Nobody is suggesting that the well-known efficiency and quality of German production are anything other than good things, or that German firms should not strive to compete in export markets. What is a problem, however, is that Germany has effectively chosen to rely on foreign rather than domestic demand to ensure full employment at home, as shown in its extraordinarily large and persistent trade surplus, currently almost 7.5 percent of the country's GDP. [my emphasis]
Commenting on the first paragraph just quoted from Bernanke, Krugman asks:

Does all this sound sort of ... familiar? Kind of like what other bearded Anglo-Saxon economists have been saying? As I’ve tried to point out for a long time, in this policy debate the supposedly radical types are the ones doing standard, more or less textbook economics, while the respectable voices have subscribed to fantasies ungrounded in either history or theory.

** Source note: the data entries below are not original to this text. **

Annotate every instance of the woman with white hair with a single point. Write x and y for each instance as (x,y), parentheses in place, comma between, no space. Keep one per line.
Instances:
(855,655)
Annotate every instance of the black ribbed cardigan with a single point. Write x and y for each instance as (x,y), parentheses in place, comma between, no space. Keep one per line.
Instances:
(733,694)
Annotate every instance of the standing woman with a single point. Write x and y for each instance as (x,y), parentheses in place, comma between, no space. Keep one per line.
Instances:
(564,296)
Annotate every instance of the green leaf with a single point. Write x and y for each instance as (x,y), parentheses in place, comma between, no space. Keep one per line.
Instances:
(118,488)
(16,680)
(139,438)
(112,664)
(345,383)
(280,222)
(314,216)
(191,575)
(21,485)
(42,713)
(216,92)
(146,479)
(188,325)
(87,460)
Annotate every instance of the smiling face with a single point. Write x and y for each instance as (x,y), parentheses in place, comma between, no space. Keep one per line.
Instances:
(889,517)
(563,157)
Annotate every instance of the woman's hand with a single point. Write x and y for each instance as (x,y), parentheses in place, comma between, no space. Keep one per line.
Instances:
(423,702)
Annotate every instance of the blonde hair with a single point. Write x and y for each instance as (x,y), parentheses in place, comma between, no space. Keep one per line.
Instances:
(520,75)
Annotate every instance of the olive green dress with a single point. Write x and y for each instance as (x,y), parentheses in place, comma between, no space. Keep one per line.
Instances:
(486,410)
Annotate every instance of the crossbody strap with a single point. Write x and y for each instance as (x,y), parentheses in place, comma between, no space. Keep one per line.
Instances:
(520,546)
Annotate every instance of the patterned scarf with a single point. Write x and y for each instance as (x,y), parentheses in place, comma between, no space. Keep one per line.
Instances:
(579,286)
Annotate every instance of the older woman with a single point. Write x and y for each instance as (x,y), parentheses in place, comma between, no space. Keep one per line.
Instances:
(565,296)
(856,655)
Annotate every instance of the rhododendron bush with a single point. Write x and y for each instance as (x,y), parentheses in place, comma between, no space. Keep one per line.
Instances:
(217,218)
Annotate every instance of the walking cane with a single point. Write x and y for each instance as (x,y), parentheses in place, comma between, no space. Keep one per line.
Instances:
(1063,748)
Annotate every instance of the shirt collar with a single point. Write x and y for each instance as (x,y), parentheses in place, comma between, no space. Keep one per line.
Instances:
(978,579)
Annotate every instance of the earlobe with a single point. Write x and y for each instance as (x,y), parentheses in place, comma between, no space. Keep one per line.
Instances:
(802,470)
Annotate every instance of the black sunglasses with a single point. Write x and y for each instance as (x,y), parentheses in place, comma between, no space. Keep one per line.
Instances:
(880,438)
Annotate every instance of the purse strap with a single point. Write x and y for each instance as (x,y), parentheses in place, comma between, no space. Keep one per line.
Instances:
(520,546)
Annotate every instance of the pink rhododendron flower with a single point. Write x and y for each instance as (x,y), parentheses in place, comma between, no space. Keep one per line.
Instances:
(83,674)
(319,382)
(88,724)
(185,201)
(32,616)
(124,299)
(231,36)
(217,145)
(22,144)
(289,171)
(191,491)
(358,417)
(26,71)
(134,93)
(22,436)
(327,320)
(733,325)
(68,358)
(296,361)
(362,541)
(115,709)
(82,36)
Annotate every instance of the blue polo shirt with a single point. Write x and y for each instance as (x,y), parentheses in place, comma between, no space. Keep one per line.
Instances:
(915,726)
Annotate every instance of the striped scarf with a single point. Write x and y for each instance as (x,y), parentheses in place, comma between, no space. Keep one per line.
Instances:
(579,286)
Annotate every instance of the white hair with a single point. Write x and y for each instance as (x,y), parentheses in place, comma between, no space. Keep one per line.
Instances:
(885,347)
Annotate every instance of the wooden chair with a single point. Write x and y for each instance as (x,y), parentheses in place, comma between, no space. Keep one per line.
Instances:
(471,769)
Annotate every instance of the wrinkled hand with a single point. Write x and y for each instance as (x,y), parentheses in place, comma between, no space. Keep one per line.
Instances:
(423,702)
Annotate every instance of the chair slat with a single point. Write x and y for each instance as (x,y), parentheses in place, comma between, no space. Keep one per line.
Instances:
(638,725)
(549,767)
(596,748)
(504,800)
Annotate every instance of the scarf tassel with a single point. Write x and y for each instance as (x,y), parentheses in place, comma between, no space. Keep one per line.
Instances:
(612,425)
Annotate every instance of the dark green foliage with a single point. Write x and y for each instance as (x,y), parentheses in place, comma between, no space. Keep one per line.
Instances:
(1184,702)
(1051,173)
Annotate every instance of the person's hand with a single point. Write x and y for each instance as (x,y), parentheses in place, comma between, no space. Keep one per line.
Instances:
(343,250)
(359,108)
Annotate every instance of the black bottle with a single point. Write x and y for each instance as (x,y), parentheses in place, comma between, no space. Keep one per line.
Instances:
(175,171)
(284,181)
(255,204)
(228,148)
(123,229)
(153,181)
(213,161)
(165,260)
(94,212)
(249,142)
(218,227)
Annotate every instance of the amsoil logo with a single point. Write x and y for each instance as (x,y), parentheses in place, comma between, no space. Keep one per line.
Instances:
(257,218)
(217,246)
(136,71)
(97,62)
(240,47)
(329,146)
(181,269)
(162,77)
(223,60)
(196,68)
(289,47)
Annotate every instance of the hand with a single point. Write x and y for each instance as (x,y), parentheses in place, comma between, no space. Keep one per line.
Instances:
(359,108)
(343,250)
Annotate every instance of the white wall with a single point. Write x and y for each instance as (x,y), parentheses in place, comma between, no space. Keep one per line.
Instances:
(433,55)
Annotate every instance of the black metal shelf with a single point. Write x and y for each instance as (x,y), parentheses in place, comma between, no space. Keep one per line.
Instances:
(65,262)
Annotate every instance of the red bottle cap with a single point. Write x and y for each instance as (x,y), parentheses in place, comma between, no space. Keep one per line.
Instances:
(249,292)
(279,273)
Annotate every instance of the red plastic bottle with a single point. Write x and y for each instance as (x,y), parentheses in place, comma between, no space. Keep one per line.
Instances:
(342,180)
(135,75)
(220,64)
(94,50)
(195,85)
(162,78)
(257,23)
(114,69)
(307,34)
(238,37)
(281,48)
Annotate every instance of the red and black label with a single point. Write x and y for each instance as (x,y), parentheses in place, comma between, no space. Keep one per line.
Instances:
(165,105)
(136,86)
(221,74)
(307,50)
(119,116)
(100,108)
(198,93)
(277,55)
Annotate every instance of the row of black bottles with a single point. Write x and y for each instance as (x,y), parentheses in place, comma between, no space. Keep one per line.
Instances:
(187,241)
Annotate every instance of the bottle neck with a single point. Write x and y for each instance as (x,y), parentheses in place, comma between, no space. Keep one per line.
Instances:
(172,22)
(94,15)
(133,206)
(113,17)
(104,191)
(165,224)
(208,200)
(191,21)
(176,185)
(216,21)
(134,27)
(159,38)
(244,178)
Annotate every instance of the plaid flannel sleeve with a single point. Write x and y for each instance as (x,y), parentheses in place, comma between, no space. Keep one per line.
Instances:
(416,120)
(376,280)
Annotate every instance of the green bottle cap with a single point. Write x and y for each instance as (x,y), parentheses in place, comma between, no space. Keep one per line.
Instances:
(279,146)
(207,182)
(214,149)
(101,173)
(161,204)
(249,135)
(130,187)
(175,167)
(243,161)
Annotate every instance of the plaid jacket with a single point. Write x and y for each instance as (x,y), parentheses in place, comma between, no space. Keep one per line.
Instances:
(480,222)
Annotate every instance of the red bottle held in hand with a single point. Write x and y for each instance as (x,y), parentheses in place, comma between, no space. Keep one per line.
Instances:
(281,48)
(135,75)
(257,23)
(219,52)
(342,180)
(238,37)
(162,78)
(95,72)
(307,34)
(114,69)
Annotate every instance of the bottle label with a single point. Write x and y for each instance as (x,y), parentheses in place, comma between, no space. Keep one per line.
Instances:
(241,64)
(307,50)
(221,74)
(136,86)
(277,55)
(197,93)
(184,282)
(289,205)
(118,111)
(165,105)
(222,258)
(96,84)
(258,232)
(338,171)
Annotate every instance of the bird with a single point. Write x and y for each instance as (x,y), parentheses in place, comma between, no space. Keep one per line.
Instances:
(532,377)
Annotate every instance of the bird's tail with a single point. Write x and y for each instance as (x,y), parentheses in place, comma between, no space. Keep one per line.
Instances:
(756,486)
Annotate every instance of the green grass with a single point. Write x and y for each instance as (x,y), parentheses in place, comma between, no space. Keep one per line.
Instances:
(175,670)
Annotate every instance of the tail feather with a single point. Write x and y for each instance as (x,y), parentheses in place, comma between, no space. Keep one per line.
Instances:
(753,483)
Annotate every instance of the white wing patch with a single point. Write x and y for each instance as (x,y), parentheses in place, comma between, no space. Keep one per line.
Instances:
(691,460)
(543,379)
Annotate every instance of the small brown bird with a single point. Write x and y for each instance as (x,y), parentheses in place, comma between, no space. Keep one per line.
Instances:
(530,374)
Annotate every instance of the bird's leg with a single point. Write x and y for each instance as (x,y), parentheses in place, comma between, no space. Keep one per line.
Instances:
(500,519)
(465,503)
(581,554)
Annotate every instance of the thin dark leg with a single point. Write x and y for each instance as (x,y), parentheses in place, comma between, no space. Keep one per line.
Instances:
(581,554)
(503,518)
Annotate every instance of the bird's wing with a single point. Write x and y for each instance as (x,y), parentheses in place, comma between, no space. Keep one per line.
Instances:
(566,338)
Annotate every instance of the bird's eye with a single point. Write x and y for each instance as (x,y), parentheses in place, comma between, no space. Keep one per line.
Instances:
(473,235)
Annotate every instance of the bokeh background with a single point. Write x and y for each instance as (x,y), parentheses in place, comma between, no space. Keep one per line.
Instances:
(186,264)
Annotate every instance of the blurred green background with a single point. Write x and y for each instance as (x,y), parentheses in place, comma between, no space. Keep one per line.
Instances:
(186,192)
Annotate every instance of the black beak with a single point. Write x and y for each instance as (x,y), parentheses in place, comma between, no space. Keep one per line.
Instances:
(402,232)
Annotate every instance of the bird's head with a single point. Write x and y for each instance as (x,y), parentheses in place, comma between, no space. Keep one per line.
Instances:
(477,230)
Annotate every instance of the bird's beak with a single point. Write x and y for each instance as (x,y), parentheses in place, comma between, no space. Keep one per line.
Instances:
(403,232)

You might think that having one of history’s most celebrated central bankers weigh in on the anti-austerity side of the issue would change perceptions about what’s serious as opposed to Serious. But don’t bet on it.
I quote that here because the idea of Grexit as an alternative to crackpot austerian economic policies isn't radical or kooky. Whether it's desirable or not is a difficult call that Tsipras in the past week made according to his consistent policy and positions.

But at this point, it's clear that any successful resistance in the immediate future against Germany's draconian austerian policies for the eurozone periphery will have to be willing to risk going back to their own currency. Tsipras tried bluffing. Merkel and Schäuble called his bluff.

The next country that tries it has to be willing to take the real risk of leaving. And prepare for it. Only then can they assume they will have even the possibility of getting other eurozone countries like France or Italy to pressure Germany for a reasonable, non-austerian solution within the eurozone.

And speaking of France and Italy, I'm taking a show-me attitude toward the supposed opposition they are said to be showing against Merkel.

Kim Willsher and Philip Oltermann report in A 'marriage' in crisis: Greek bailout row puts strain on Franco-German alliance Guardian 07/17/2015:

Disagreements over how to handle the Greek debt crisis have led to a major falling out between Paris and Berlin, the “couple” at the heart of the European project. ...

To the north, Germans are grumbling that they were stitched up to avoid Greece leaving the eurozone at all costs. To the south, a hard-hitting missive by the leader of the governing French Socialist party accused Berlin of forgetting the “atrocious crimes” committed in its name.

“Germany must pull itself together, and quickly,” Jean-Christophe Cambadélis wrote in an open letter addressed to “mein lieber Freund” – my dear friend.

In Berlin, officials accused Paris of operating behind other member states’ backs and deliberately playing a game of chicken with the German delegation to force through a deal.
Yeah, get back to me when there's more than superficial diplomatic kabuki to talk about.